Liftoff of B1076 occurred on time, right on the opening of the window, barely 19 hours after SpaceX kicked off 2024 with a rousing, late-evening Starlink launch (including the first six “Direct-to-Cell” satellites) from Vandenberg Space Force Base, Calif. The veteran booster powered smoothly uphill for the opening 2.5 minutes of ascent, before separating from the stack and descending to a smooth touchdown on LZ-1, marking the second “land” landing of her ten-flight career so far.
It added a new footnote to an impressively burgeoning career which began in November 2022, when she lofted the CRS-26 Cargo Dragon for a six-week berth at the International Space Station (ISS). B1076 went on to fly eight times last year, heaving 40 broadband satellites uphill for London, England’s OneWeb in the second week of January, followed by the heavyweight Intelsat 40e geostationary communications satellite—co-manifested with NASA’s Tropospheric Emissions: Monitoring of Pollution (TEMPO) payload—in early April, five batches of Starlinks in February, May, July, September and October and a pair of O3b mPOWER communications satellites in November.
This impressive tempo of flights saw B1076 execute eight ASDS landings and, inclusive of tonight’s Ovzon-3 mission, two on-point touchdowns on solid ground at the Cape.
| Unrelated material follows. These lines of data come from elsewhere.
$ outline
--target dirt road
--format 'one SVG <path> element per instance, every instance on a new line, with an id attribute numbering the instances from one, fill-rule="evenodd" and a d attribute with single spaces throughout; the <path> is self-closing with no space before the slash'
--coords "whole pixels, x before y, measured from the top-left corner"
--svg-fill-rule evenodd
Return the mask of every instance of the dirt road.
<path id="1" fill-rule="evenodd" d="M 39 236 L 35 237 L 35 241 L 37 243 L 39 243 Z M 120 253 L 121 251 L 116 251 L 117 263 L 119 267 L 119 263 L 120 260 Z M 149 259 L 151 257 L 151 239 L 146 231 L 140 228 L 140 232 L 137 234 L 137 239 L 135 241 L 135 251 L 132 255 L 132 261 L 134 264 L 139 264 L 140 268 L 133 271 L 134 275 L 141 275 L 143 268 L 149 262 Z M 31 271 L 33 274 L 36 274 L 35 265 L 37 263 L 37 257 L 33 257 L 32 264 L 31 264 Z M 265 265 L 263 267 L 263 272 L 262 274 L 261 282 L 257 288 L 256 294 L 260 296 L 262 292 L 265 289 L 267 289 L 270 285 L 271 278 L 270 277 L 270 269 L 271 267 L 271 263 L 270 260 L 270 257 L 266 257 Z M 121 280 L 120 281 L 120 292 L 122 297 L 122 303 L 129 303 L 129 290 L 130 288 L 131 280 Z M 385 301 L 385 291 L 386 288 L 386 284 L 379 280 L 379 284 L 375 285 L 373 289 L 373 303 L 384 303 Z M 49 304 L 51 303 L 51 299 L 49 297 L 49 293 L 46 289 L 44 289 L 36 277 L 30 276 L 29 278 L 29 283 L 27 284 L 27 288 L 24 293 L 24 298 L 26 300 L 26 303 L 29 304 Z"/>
In February of last year, she wrapped up the hundredth consecutive successful landing of a booster stage since SpaceX’s last landing failure almost three years ago.
With B1076 gone, the single Merlin 1D+ Vacuum engine of the Falcon 9’s second stage ignited for a customary six-minute “burn”, followed by a shorter burn of less than 60 seconds, deeper into ascent. Ovzon-3 was deployed at 38 minutes into the flight, with an expectation that over the coming three to four months it will utilize its on-board electric propulsion assets to transition from GTO to Geosynchronous Earth Orbit (GEO) at an operational “slot” at 59.7 degrees West longitude.
When fully deployed, the satellite will measure some 89 feet (27 meters) across the width of its twin solar arrays. Ovzon-3 is expected to remain fully functional for up to 20 years of continuous operational service.